Tubuh perlu memenuhi kebutuhan rata-rata zat besi harian sesuai dengan standar angka kecukupan gizi (AKG) yang ditetapkan Kementerian Kesehatan pada 2019. Dalam standar AKG, anak di atas satu tahun membutuhkan rata-rata asupan zat besi sebanyak 7-10 miligram per hari. Adapun remaja berusia di atas 12 tahun perlu memenuhi kebutuhan rata-rata zat besi paling tidak 11-15 miligram per hari dan perempuan membutuhkan zat besi lebih banyak. Perempuan dewasa di atas 18 tahun membutuhkan rata-rata 18 milgram zat besi, sedangkan laki-laki 9 miligram saja.
Ibu hamil akan membutuhkan lebih banyak lagi zat besi. Namun, ibu hamil perlu berkonsultasi dengan dokter kandungan mengenai seberapa banyak dosis tambahan yang ia perlukan. Winda Agustina, dalam artikel “Perbandingan Kadar Hemoglobin pada Ibu Hamil yang Mengonsumsi Tablet Besi dengan dan Tanpa Vitamin C di Wilayah Kerja Puskesmas Langsa Lama Tahun 2019” di Jurnal Nasional Ilmu Kesehatan pada tahun 2019 menulis bahwa zat besi merupakan unsur mikro esensial bagi tubuh yang diperlukan dalam sintesis hemoglobin. Bila kadar hemoglobin di bawah normal, akan terjadi anemia. Di Indonesia sebagian besar anemia disebabkan oleh kekurangan zat besi sehingga lebih dikenal dengan istilah anemia gizi besi.
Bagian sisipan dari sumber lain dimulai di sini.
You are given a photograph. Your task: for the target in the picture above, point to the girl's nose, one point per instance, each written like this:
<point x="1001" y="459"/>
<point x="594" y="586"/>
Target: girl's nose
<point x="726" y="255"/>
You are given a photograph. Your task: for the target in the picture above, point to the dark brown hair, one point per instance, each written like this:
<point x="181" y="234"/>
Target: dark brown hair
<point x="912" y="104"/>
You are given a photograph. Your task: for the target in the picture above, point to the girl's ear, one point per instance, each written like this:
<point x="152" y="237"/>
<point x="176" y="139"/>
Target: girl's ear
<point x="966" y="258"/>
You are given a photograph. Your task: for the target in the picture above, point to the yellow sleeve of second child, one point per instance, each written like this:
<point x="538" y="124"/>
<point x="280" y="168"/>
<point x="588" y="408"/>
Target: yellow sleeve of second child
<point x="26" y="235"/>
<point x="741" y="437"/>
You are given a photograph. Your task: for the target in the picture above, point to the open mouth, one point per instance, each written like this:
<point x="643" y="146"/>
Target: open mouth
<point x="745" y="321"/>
Ibu hamil, yang membutuhkan zat besi lebih banyak, berisiko mengalami anemia bila zat besinya tak mencukupi. Ibu hamil, kata Winda, pada umumnya mengalami kekurangan zat besi sehingga hanya memberi sedikit zat besi kepada janin. Hal ini selanjutnya akan menjadi anemia pada saat kadar hemoglobin ibu turun sampai di bawah 11 gram per desiliter selama trimester ketiga kehamilan.
Defisiensi atau kekurangan zat besi adalah kondisi ketika tidak terdapat simpanan zat besi yang dapat digunakan dan terdapat tanda-tanda terganggunya pasokan zat besi ke jaringan. Namun, menurut Abbaspour dkk., beberapa perubahan fungsional mungkin terjadi tanpa adanya anemia, namun sebagian besar defisit fungsional tampaknya terjadi seiring berkembangnya anemia. Bahkan, kata mereka, bentuk anemia defisiensi besi yang ringan dan sedang dapat dikaitkan dengan gangguan fungsional yang mempengaruhi perkembangan kognitif, mekanisme imunitas, dan kapasitas kerja. Abbaspour dkk. menyebut pula bahwa kekurangan zat besi selama kehamilan berhubungan dengan berbagai dampak buruk bagi ibu dan bayi, termasuk peningkatan risiko sepsis (keracunan darah), kematian ibu, kematian perinatal, dan berat badan lahir rendah. Kekurangan zat besi dan anemia juga menurunkan kemampuan belajar dan berhubungan dengan peningkatan angka morbiditas.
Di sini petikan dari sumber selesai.